L’ipotesi del flashover
Le autorità svizzere parlano di un possibile flashover, un fenomeno estremamente pericoloso che consiste nel passaggio improvviso da un incendio localizzato a un incendio generalizzato in ambienti chiusi. In questi casi, la sopravvivenza è quasi impossibile anche per chi si trova a breve distanza dall’uscita. Il flashover avrebbe provocato una o più esplosioni, intrappolando numerosi giovani all’interno del locale.
Italiani coinvolti: sei dispersi e 13 ricoverati
“Abbiamo sei italiani dispersi e tredici ricoverati in vari ospedali svizzeri e a Milano, al Niguarda”, ha dichiarato in serata al Tg1 l’ambasciatore d’Italia in Svizzera Gian Lorenzo Cornado. In precedenza il ministro degli Esteri Antonio Tajani aveva parlato di una quindicina di dispersi e altrettanti feriti.
Tajani ha rivolto un appello alle famiglie che non si sono ancora messe in contatto con l’Unità di crisi della Farnesina affinché lo facciano, per consentire la ricostruzione completa della lista dei connazionali presenti nel locale.

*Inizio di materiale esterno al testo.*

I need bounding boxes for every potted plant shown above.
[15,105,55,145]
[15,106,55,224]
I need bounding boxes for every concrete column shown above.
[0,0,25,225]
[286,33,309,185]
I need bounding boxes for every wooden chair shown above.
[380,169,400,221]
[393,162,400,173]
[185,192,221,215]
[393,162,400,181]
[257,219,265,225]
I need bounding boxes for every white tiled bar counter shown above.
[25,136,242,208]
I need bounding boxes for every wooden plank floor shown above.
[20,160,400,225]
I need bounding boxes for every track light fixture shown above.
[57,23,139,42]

Giovani italiani trasferiti a Milano
Tre giovani italiani sono stati trasferiti all’ospedale Niguarda di Milano. Si tratta di una ragazza sotto i trent’anni e di due ragazzi di 16 anni, tutti intubati e con ustioni stimate tra il 30 e il 40 per cento del corpo. Un’altra ragazza di 16 anni è ricoverata in coma in un ospedale di Zurigo.

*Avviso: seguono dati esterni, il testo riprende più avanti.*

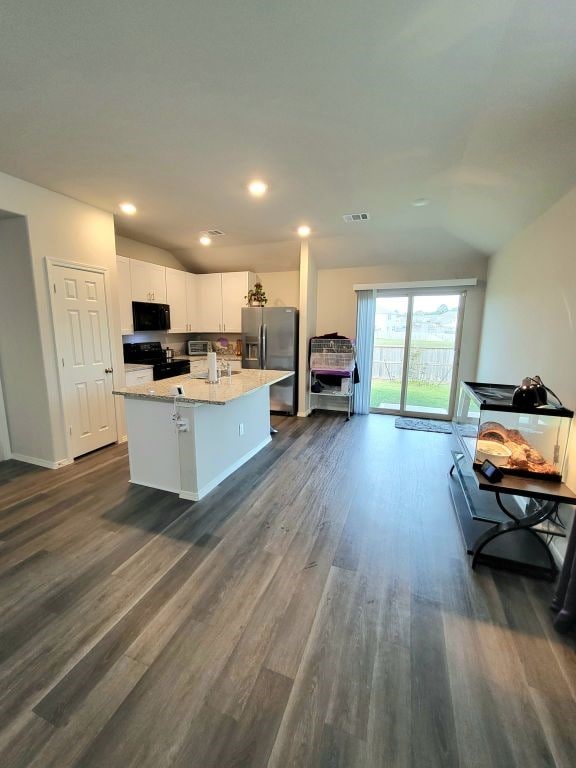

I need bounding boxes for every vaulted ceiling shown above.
[0,0,576,270]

Il primo bollettino medico ufficiale è atteso in serata, come ha riferito l’assessore al Welfare della Regione Lombardia Guido Bertolaso.
L’appello di una madre

“Stiamo chiamando tutti gli ospedali, ma nessuno sa niente. Aiutatemi a ritrovare mio figlio”, è l’appello di Carla Masiello, madre di un 16enne italiano disperso, rilanciato anche da Repubblica. Il ragazzo si trovava in Svizzera con il padre ed era uscito con amici proprio al Le Constellation.
Cause dell’incendio e testimonianze
Secondo alcune testimonianze raccolte dai media francesi, le fiamme sarebbero partite da candeline accese su bottiglie di champagne che avrebbero incendiato il soffitto in legno del locale. Le autorità confermano che l’episodio non viene trattato come un attentato terroristico.
Assistenza ai familiari
La Farnesina ha attivato un punto di raccolta per i familiari delle vittime presso il centro congressi “Le Regent” di Crans-Montana. La polizia cantonale ha inoltre messo a disposizione una helpline, raggiungibile anche dall’Italia, al numero +41 848 11 21 17.
Il cordoglio delle istituzioni
Il presidente del Consiglio Giorgia Meloni ha espresso le condoglianze del Governo italiano per la tragedia, mentre il presidente della Repubblica Sergio Mattarella ha inviato un messaggio di cordoglio al presidente svizzero Guy Parmelin, manifestando la vicinanza dell’Italia alle famiglie delle vittime e al popolo elvetico.
Le immagini diffuse dai media svizzeri mostrano fiamme, fumo e l’intervento dei vigili del fuoco ancora in corso nelle prime ore del mattino. Numerose ambulanze e squadre di emergenza sono state inviate sul posto. Mobilitati anche gli elicotteri della compagnia di soccorso alpino Air-Glaciers, utilizzati per il trasferimento dei feriti negli ospedali della regione.